Being an authoritarian is too much work for Trump. Wielding actual authority is hard work for a lazy man. Trump hates being held accountable above all things.
The current crisis brings out Trump’s stark ambivalence toward his own political power. On the one hand, he loves the trappings of dictatorship. He famously envied the way Kim Jong Un’s people ritually revere the North Korean leader, at one point commenting that Kim “speaks, and his people sit up at attention. I want my people to do the same.” Likewise, Trump loves declaring that he has the “absolute right” to do things. Shows of authority clearly float his boat.
But wielding actual authority is hard work for a lazy man. And while crisis response can sometimes have an element of glamour—think of Cuomo’s success in winning over critics with his combination of decisive pandemic response and bomber jackets—the federal government’s role in addressing a plague spread out across 50 states is largely managerial, the life-or-death equivalent of fixing potholes. It involves tasks such as keeping track of supply chains and distributing ventilators and protective equipment.
This is not the kind of work that Trump enjoys. At a March press conference on the coronavirus, he complained, “Governors are supposed to be doing a lot of this work … The federal government is not supposed to be out there buying vast amounts of items and then shipping.

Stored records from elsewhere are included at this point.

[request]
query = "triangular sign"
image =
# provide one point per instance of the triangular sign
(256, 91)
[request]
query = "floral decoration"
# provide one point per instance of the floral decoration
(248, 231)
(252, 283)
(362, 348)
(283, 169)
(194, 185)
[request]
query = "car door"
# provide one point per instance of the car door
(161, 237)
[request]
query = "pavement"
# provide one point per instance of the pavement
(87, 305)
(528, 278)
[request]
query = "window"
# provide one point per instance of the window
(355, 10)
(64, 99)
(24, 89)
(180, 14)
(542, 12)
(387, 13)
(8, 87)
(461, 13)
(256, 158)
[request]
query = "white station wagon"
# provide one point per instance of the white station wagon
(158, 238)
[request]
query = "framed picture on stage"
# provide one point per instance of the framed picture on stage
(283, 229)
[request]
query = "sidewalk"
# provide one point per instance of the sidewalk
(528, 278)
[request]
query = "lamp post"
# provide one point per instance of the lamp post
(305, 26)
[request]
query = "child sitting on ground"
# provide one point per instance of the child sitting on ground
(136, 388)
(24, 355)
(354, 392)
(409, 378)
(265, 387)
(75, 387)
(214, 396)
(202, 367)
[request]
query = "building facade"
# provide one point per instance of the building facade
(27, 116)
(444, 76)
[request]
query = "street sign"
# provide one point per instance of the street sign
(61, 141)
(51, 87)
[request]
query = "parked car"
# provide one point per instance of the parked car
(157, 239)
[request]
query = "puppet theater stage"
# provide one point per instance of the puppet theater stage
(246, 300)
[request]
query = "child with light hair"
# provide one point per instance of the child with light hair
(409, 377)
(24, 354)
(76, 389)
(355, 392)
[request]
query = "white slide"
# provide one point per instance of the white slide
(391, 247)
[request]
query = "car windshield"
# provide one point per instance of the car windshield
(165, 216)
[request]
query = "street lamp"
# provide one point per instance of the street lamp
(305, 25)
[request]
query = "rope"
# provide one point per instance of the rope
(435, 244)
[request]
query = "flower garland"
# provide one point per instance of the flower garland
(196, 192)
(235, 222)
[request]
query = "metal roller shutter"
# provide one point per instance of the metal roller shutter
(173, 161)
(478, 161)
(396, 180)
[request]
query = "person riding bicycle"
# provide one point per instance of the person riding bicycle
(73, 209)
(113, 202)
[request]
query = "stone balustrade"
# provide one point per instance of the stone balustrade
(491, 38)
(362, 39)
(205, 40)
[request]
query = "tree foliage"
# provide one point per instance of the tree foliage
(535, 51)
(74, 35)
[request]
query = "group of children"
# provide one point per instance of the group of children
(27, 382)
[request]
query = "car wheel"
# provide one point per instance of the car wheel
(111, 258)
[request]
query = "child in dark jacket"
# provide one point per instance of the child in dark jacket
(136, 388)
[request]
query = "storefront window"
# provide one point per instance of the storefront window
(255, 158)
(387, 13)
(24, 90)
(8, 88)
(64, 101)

You know, we’re not a shipping clerk.”
Even worse, if you wield actual authority, you become accountable for outcomes. The nature of executive power—embedded in the word “executive”—is that it is the power to do things: not to vote or to appropriate money or to deliberate, but to actually do. And if a leader does things, it follows perforce, particularly in an electoral system, that he can be held accountable for the things he did, or didn’t do, or did badly. Trump hates accountability beyond all things. This is the man, after all, who said only a few weeks ago of the federal government’s catastrophic response to the coronavirus, “I don’t take responsibility at all.”